Objectives and Targets
Disease reduction
  1. Disease incidence targets
    • To achieve a XX% reduction in the incidence of N. meningitidis serogroup C in children < 5 years of age by the year XXXX.
    • To achieve a XX% reduction in the incidence of N. meningitidis serogroup C in adolescents 15 to 19 years of age by the year XXXX.
    • To reduce the reported incidence of N. meningitidis serogroup C among adolescents to at least the levels present in preschool- aged children by the year XXXX.

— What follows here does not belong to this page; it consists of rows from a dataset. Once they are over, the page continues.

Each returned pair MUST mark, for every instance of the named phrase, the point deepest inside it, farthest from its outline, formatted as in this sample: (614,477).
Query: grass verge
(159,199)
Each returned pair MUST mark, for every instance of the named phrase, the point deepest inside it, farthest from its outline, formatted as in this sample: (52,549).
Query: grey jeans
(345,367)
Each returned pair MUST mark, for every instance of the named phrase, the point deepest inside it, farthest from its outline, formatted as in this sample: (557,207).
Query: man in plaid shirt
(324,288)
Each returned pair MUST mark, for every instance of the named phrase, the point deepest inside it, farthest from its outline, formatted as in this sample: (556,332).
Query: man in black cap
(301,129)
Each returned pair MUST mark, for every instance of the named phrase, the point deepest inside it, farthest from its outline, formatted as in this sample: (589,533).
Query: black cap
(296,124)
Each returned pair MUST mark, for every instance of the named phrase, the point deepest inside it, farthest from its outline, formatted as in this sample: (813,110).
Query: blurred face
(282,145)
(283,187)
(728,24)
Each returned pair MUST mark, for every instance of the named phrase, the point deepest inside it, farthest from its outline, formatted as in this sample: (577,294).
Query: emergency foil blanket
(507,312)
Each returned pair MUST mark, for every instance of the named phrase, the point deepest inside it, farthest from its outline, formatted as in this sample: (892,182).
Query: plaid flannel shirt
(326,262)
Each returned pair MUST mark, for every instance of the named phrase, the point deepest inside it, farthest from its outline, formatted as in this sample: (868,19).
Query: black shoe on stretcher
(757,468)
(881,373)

    • To achieve a XX% reduction in the incidence of N. meningitidis serogroup C in Canada by XXXX.
    • To eliminate meningococcal serogroup C outbreaks in Canada by XXXX.
  2. Mortality targets
    • Decrease the number of deaths from invasive meningococcal disease to X in children < 5 years of age by year XXXX (or serogroup C specific).
    • Decrease the number of deaths from invasive meningococcal disease to X in adolescents 15 to 19 years of age by year XXXX (or serogroup C specific).
    • Overall target?
Vaccine coverage
  • At least XX% of children should have received age-appropriate immunization with meningococcal conjugate vaccine by 2 years of age by XXXX.
  • At least XX% of adolescents should have received age-appropriate immunization with meningococcal conjugate vaccine by 17 years of age by XXXX.
Questions for Next Steps
  1. How adequately do we capture age-specific disease incidence, hospitalization and mortality through surveillance, hospital discharge data and Statistics Canada deaths registry?
  2. Which provinces and territories routinely report complete laboratory data on invasive meningococcal isolates?
  3. Are the serotype data currently collected adequate to determine targets and measure progress towards reducing vaccine-eligible disease outcomes
  4. Are disease sequelae currently being measured for meningococcal diseases?
  5. The need for revaccination/booster dose needs to be assessed by NACI.
  6. How can we optimize the use of immunization registries in linking vaccine status to disease?
  7. Would we want to consider professional education and public awareness campaigns and what would we hope to achieve?
  8. Once approved for use in Canada, what will be the impact of the quadrivalent conjugate vaccine?